Memur ve sendika denince ilk akla gelen kavramlar emek ve ücrettir; diğer bir ifade ile alınteri ve adil bölüşümdür. Ancak bugün dünyadaki sermayeyi ve para akışını elinde tutan küresel güçler, finansal krizin çıkmaz sokaklarında yol ararken, bu süreçte en ağır faturayı adil paylaşım özlemiyle bekleyen alınteri sahipleri ödemektedir.

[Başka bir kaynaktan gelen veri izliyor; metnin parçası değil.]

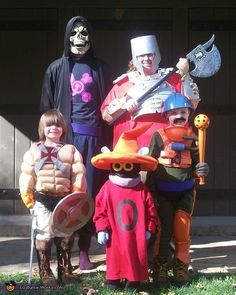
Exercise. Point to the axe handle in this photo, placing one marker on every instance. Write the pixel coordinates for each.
(143, 97)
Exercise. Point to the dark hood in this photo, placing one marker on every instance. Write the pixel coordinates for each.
(69, 27)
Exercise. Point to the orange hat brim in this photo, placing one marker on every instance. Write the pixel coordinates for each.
(104, 160)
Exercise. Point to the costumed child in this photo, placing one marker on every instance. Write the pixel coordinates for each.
(125, 215)
(173, 186)
(50, 171)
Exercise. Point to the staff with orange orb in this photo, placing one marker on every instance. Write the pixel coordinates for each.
(201, 122)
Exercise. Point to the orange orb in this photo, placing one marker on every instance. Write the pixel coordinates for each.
(201, 121)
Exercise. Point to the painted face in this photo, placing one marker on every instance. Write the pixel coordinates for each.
(126, 170)
(53, 133)
(79, 40)
(146, 60)
(178, 117)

Kapitalizmin taşıyıcısı olan ülkeler ile gelişmekte olan ülkelerde, yaşanan ekonomik krizlerin mahiyeti farklılık arz etsede, krizin merkezinde her zaman 'emek' kavramı vardır.
Emek kavramı, liberalizmin tarafından hiçbir zaman 'paylaşımın bileşeni' olarak muhatap alınmayıp hep 'maliyet' kısmında ele alındığı için 'adil bölüşüm' sorunu hiç gündemden düşmemiştir. Sermayenin hep kendi çıkarlarını düşünmesinden dolayı, emeğin daha ucuz bir fiyat ile temin edebileceği bölgelere akması da aslında adil bölüşümün önündeki en büyük engel olagelmiştir. Neticede özetle dünyada finansal bir kriz vardır. Bu krizin aşılması için ezberlerin bozulması gerekmektedir. Artık ülkemizde neoliberalizmin bir ezberi olan 'emek' kavramının 'maliyet gideri' kısmında gösterilmesi pratiğinden vazgeçilerek 'paylaşım bileşenleri' kısmına alınması, dolayısıyla nesne konumundan özne konumuna taşınarak adil bölüşümün önünün açılması ve bu gelişmeden doğacak olan moral motivasyonla üretimin arttırılması, böylece ülkemizi sarsan ekonomik krizin aşılması sağlanmalıdır. Zira İbni Haldun'un dediği gibi, toplumların refahı üretime, üretimin devamlılığı da sağlıklı iş bölümü yapmaya bağlı ise burada sağlıklı iş bölümü yapmayı daim kılacak unsur dengeli bir adil bölüşüm sistemi olmalıdır.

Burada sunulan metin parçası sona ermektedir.